The human immunodeficiency virus (HIV) is the pathogen retrovirus of acquired immunodeficiency syndrome (AIDS). Currently, combination antiretroviral therapy (cART), which is a combinational dosage of several anti-HIV drugs to suppress viral replication and control the disease progression. However, due to the emergence of drug-resistant strains of HIV, significant side effect and high costs, novel anti-HIV-1 drugs with different mechanisms of action are urgently needed. Targets of most clinically available anti-HIV-1 drugs are reverse-transcriptase, protease and integrase. Therefore, this study focuses on novel anti-HIV-1 agents interacting with several conserved regions of envelope proteins to develop anti-HIV-1 agents with novel mechanisms of action.

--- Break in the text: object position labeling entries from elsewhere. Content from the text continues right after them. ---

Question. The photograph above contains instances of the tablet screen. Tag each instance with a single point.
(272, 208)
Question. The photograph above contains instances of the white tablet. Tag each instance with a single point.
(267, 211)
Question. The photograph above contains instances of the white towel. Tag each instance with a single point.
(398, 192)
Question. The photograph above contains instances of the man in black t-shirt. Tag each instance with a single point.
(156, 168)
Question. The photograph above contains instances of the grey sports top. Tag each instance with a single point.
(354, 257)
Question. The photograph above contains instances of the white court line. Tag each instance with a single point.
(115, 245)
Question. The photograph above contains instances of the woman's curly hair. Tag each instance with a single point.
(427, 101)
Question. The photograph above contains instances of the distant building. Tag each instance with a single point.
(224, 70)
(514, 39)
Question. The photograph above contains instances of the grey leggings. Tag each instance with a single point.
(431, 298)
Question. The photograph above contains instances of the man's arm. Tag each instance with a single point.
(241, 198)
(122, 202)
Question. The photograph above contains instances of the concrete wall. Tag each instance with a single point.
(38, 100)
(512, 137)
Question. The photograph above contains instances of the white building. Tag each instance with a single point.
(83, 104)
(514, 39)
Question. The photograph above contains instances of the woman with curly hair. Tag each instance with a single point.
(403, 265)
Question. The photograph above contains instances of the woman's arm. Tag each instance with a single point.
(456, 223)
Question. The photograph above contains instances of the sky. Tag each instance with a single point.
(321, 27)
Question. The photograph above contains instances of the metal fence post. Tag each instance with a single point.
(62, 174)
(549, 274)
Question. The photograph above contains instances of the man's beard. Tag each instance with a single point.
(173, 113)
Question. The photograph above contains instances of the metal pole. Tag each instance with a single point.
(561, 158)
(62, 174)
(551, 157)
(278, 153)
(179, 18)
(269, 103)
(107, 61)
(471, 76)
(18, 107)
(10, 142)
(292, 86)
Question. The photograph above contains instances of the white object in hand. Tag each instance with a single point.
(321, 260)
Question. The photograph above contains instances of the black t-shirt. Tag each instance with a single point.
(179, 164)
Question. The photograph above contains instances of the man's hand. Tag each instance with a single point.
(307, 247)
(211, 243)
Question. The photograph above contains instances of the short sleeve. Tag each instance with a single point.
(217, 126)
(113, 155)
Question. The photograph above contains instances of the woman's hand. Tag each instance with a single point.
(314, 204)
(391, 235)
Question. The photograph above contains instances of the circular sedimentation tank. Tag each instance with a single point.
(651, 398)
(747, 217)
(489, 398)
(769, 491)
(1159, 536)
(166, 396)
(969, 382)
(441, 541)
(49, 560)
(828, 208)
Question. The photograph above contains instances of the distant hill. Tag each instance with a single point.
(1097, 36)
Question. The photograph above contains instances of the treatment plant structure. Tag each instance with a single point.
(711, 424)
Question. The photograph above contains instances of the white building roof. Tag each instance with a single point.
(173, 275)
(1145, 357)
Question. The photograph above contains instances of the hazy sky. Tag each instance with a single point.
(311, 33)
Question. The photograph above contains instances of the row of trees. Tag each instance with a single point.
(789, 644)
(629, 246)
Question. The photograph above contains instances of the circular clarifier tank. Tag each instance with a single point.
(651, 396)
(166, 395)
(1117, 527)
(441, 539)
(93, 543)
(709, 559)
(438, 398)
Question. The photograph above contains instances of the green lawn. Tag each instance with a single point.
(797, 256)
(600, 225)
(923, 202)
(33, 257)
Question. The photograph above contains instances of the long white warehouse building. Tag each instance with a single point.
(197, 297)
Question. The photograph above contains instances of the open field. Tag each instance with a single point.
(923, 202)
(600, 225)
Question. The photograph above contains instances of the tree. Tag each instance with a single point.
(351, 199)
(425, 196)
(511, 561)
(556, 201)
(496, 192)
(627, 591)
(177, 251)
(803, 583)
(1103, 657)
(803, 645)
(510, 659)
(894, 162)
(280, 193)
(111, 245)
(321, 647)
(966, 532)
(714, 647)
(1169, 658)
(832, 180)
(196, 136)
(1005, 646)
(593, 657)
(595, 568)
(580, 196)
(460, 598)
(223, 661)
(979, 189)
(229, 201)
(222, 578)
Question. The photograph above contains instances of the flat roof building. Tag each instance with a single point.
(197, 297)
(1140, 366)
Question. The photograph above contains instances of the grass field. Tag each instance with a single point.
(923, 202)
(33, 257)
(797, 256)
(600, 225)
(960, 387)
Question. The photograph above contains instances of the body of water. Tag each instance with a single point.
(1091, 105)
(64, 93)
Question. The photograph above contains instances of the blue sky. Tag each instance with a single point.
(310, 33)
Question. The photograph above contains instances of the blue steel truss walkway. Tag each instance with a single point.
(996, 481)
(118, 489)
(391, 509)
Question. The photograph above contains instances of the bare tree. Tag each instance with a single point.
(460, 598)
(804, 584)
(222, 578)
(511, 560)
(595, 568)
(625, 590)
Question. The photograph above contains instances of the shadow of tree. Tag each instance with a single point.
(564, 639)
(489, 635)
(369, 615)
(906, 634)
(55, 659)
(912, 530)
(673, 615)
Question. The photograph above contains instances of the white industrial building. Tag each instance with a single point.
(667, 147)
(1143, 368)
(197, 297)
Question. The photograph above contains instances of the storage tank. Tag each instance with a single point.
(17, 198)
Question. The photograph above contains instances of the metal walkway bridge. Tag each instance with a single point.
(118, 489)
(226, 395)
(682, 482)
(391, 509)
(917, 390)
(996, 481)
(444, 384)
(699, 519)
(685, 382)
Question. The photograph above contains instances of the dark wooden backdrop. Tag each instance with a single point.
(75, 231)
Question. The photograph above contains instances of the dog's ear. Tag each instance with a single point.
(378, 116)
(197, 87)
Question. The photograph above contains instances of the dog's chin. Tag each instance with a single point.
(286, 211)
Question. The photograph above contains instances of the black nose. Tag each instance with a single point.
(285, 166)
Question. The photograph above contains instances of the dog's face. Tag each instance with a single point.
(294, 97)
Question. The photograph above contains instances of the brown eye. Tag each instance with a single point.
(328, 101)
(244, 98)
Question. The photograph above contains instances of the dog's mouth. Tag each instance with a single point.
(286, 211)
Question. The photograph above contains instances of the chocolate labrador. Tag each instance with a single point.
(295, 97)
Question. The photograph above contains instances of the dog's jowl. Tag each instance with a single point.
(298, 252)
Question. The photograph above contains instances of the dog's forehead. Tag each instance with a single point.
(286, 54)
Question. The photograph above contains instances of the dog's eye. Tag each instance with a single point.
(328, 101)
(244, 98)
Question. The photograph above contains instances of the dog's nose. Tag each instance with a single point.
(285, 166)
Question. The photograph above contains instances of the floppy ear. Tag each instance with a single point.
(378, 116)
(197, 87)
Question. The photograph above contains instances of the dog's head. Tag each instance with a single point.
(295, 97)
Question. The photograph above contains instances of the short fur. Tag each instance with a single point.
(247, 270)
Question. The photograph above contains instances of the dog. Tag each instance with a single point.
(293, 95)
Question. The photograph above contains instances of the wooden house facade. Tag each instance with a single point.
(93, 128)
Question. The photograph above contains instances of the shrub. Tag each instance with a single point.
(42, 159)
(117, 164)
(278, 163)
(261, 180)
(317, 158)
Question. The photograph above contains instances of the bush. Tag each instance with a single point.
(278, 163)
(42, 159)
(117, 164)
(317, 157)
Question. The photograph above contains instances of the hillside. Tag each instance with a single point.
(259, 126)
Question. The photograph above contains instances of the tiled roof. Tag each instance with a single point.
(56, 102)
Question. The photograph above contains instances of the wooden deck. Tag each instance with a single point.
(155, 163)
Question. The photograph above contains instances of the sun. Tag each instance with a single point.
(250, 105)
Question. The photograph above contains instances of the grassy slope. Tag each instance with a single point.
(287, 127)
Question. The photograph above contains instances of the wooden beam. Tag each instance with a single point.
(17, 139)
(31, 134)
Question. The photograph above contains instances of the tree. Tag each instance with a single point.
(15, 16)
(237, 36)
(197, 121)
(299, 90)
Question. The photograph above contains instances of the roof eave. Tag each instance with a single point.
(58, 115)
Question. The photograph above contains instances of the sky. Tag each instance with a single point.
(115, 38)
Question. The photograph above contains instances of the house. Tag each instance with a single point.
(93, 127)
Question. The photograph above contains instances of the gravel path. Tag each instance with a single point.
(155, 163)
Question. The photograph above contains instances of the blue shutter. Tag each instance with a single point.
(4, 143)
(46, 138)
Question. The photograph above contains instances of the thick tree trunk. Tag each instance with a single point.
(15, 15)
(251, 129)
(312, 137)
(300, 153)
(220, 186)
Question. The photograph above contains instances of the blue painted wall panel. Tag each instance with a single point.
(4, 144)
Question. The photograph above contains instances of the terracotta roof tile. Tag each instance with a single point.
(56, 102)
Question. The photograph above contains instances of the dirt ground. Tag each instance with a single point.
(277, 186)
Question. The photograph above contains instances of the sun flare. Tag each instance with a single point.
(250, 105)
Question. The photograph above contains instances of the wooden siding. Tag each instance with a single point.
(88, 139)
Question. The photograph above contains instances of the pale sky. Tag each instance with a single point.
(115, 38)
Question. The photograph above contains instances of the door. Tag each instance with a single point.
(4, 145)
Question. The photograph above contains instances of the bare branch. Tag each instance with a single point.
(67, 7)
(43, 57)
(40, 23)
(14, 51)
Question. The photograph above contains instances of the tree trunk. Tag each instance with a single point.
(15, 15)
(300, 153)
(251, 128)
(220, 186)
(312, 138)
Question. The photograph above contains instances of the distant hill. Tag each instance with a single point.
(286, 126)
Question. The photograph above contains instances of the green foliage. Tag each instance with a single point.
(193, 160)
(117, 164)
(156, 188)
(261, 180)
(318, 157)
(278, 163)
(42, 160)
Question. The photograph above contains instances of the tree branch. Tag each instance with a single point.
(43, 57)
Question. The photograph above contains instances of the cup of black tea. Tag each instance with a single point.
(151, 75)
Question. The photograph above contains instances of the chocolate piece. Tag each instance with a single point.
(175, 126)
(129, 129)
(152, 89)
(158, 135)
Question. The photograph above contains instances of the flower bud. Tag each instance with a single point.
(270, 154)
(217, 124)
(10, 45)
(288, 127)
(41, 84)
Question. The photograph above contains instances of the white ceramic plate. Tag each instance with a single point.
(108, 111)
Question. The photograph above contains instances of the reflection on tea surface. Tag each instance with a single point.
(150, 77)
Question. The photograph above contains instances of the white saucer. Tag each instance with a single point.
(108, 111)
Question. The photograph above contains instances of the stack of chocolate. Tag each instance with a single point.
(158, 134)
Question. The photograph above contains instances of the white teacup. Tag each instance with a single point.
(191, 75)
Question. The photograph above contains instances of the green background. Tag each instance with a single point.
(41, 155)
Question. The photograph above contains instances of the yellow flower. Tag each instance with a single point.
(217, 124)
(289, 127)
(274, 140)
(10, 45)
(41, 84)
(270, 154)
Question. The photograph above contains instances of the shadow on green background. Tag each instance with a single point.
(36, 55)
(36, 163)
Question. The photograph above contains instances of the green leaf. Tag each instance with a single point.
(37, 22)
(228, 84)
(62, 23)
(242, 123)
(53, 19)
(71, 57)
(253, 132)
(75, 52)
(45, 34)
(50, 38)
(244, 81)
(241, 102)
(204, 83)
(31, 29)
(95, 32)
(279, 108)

　　So far, we have developed CD4 mimics, which are dipeptide mimic derivatives derived from CD4 [1]. CD4 mimics have binding affinity for an HIV-1 envelop protein, gp120, and therefore show HIV entry inhibitory activity. In addition, our laboratory has also developed HIV-Gag-targeted compounds [2] as well as other entry and fusion inhibitors such as peptide-based coreceptor antagonists and the other envelop protein gp41-derived peptides [3]. In the case of treatment of HIV-infectious patients, a combinational dosage of three types of enzyme inhibitors against reverse transcriptase, protease and integrase is effective and shows synergistic effects. Therefore, we would like to try simultaneous usage of CD4 mimic and the other entry and fusion inhibitors including HIV-Gag-targeted compounds, which might cause an increase of anti-HIV-1 activity and their synergistic effects. Furthermore, the conjugation of these inhibitors with appropriate linkers might be desirable to exhibit the specificity.

　　In this study, we would evaluate a combinatorial usage of CD4 mimic with the other entry and fusion inhibitors including HIV-Gag-targeted compounds and develop hybrid molecules of these inhibitors.